Brazil's health regulator said Thursday its decision to reject the Russian-made Sputnik V coronavirus vaccine was based on the developer's own data, after the latter threatened to sue for defamation.
Brazilian regulators' decision Monday to deny emergency use authorization for the vaccine has blown up into an all-out international row, with Sputnik V's makers accusing them of "knowingly spreading false and inaccurate information" without testing the vaccine themselves.
The Brazilian agency, Anvisa, based the decision on evidence the vaccine carried a live version of adenovirus, a common cold-causing virus.
It fired back defensively in a press conference that it had drawn that conclusion from information "submitted by the Sputnik V vaccine developer itself."
"Anvisa was accused of lying, of acting unethically, of disseminating fake news about replicating adenovirus," said the agency's director, Antonio Barra Torres.
"We refute this grave accusation."
The spat came three days after Anvisa announced it had denied a request from several states to import Sputnik V, saying its experts had flagged "uncertainties" about the jab.
The Brazilian government, which is struggling to secure enough vaccines for the hard-hit country's 212 million people, had been negotiating the purchase of 30 million Sputnik doses.
The vaccine's developers said Tuesday the decision was politically motivated, then upped their response Thursday.
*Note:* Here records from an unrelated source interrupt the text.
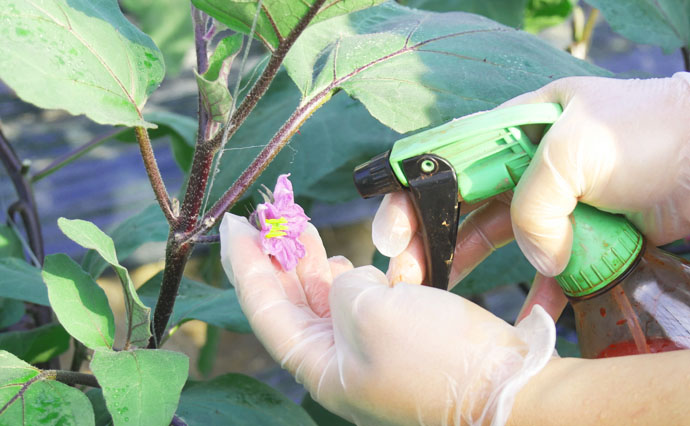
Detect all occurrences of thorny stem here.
[207,0,326,152]
[0,370,100,415]
[192,5,209,139]
[0,129,60,368]
[0,125,45,264]
[51,370,101,388]
[31,129,127,183]
[183,87,332,242]
[134,127,177,226]
[142,0,325,348]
"Sputnik V is undertaking a legal defamation proceeding in Brazil against Anvisa," the developer said on the official Sputnik V Twitter account.
"Anvisa made incorrect and misleading statements without having tested the actual Sputnik V vaccine."
The issue centers around an "adenovirus vector" — a virus that normally causes mild respiratory illness but in vaccines is genetically modified so that it cannot replicate, and edited to carry the DNA instructions for human cells to develop the spike protein of the virus that causes Covid-19.
This in turn trains the human system to be prepared in case it encounters the real coronavirus.
The Sputnik V vaccine uses two different adenovirus vectors to accomplish this task, administered in two shots.
According to a slideshow presented by Anvisa regulators, the agency determined that the booster shot was "replication competent" — meaning that once inside the body, the adenovirus can continue to multiply.
They added that this had likely occurred because of a manufacturing problem.
Approved by more than 60 countries
The Russian vaccine has been approved for use in at least 60 countries, including more than 10 in Latin America.
But it has not yet been approved by the European Medicines Agency (EMA) or the United States' Food and Drug Administration (FDA).
Some Western countries have been wary of Sputnik V — named after the Soviet-era satellite — over concerns the Kremlin would use it as a soft-power tool to advance its interests.
Moscow registered the jab in August before large-scale clinical trials, but leading medical journal The Lancet has since said it is safe and more than 90 percent effective.